Thursday, July 24, 2008

Australian stories - I'm addicted

I think I’ve become addicted to quality Australian writing.

Quite by accident, I’ve read more Australian writers than any other this year (just check this blog), and after a brief break last week with Mma Ramotswe, I found I was hungry to return to Australian stories.

I had planned to read a classic piece of American literature next, but I was side-tracked by a $3.50 find in a book café. It was Melina Marchetta’s 1992 hit Looking for Alibrandi, a coming-of-age story set in Sydney, spanning a year in the life of 17-year-old Josephine Alibrandi.

The plan was to add this title to the reading pile for a later date, but the lure of a critically acclaimed contemporary Australian story was too strong. So I read it, in three sittings ... and loved it.

I saw the film adaptation back in 2000, which I enjoyed, but – no surprises – the novel is so much richer in its characterisation, conflicts, pathos and humour.

Josie is a second generation Italian-Australian. She's a bright girl, raised by her single mother, and has a scholarship to one of Sydney’s most prestigious schools. Her class and cultural background put her at odds with the world of privilege around her, and the freedom her friends enjoy is in stark contrast to the traditional values imposed on her by her Sicilian grandmother.

Looking for Alibrandi is a story about discovering identity, appreciating cultural heritage and family ties, learning tough lessons about love, and recognising the realities and fallacies of class distinction.

It’s about romance, life, death, estrangement and self-discovery, and explores the consequences of choices – even those made with the best of intentions.
Classed as young adult fiction, it's yet another story that transcends its label. It captures an era of Australia (both good and bad) that we, as a nation, haven't quite outgrown.

Major book chains these days are packed to the ceiling with blockbuster international titles, with only the most prominent of Australian writers able to score reasonable shelf space and time. What a shame.

I love great stories, regardless of who writes them and where they are set. But I must admit it has surprised me to discover this deep passion for Australian stories, and I’m not sure whether it's my stage of life, or simply the fact I’m bothering to read more of them.

So, my questions this week:

For readers of this blog in Australia: do you read Australian authors? If so, who, and why?

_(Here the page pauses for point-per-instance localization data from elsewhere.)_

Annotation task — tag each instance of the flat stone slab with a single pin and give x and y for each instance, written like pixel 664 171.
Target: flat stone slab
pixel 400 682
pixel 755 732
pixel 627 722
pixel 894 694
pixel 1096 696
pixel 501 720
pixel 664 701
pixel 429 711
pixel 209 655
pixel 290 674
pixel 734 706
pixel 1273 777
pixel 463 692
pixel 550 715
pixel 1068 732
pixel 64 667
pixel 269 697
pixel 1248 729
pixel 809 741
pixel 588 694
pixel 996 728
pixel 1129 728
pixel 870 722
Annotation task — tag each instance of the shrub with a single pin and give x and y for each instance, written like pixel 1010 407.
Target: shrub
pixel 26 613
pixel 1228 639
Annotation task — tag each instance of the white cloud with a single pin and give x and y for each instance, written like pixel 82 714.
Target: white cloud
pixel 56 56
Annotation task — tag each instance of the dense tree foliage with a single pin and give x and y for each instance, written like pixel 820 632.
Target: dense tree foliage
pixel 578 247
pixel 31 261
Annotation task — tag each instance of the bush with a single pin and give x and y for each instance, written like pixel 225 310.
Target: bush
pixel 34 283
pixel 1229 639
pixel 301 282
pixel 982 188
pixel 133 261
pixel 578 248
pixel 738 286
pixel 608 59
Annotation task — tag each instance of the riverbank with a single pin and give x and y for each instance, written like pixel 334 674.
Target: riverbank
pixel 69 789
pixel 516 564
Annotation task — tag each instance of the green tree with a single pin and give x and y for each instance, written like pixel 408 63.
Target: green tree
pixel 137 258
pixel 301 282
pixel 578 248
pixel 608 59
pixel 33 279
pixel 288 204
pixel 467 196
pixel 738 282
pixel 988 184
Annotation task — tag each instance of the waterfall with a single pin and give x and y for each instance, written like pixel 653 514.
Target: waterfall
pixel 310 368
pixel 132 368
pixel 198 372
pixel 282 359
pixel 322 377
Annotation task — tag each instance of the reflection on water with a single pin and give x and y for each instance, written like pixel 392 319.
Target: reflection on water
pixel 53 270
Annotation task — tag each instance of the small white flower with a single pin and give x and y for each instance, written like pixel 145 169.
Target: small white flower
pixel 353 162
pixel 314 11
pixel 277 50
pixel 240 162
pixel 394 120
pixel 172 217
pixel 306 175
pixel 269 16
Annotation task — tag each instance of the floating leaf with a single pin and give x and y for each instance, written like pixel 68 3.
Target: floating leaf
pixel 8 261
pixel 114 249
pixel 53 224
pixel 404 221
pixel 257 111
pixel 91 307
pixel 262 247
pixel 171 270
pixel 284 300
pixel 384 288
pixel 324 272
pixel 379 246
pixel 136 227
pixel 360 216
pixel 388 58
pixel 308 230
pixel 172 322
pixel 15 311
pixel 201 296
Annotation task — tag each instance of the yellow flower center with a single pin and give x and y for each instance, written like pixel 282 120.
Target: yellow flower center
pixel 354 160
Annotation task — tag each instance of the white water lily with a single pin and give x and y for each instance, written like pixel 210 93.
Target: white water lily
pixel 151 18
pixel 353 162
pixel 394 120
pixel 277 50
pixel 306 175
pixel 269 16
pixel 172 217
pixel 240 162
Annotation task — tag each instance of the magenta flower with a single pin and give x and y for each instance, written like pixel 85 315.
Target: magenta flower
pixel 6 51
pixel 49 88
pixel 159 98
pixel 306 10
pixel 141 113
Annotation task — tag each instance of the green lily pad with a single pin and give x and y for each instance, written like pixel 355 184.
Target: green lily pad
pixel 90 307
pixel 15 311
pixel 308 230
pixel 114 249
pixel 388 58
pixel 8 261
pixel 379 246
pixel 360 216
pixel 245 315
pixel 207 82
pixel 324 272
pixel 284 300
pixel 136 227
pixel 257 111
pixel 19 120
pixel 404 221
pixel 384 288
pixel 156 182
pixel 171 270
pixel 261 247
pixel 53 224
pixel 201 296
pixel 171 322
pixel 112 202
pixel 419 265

I pose the same questions to those who are outside Australia. And for those who answer yes, I wonder: do those stories with a strong focus on Australian people, culture and issues resonate with you? Do they, in fact, shape the way you see our country?


Rebecca said...

I read "The Rouseabout" by Rachael Treasure about a year ago - it must be the farmgirl in me, but I really enjoyed it. It's about a farmer's daughter who enjoys B&S's, rum, working hard, playing hard etc until her life changes quite dramatically. I won't go too much into the plot but it's definitely worth a read. It has great imagery and and made me feel proud of my parents' agricultural efforts over some very hard years.

I have also just finished "The Household Guide to Dying" which is by an Australian author, Debra Adelaide. It's getting rave reviews at the moment, but I have mixed feelings about it. Some parts were very emotional while others were ho-hum. It took a while to get into and there are some times when I don't want to read a book that makes me think, I just want to read and escape from the real world for a while.

Gustav said...

I do not read enough Australian novels. I suppose I am still trying to make up for time that I lost reading legal books and law cases at law school. That means I have gone down the path of reading the old classics more than contemporary stories, especially Australian stories.

The last Australian novel I read was "The Sound of One Hand Clapping" by Richard Flanagan. I love the first paragraph in the book:

"All this you will come to understand but can never know, and all of it took place long, long ago in a world that has since perished into peat, in a forgotten winter on an island of which few have ever heard. It began in that time before snow, completely and irrevocably, covers footprints. As black clouds shroud the star and moonlit heavens, as an unshadowable darkness comes upon the whispering land."

I will be reading more Australian novels in the future which will provide valuable insight into what it means to be Australian.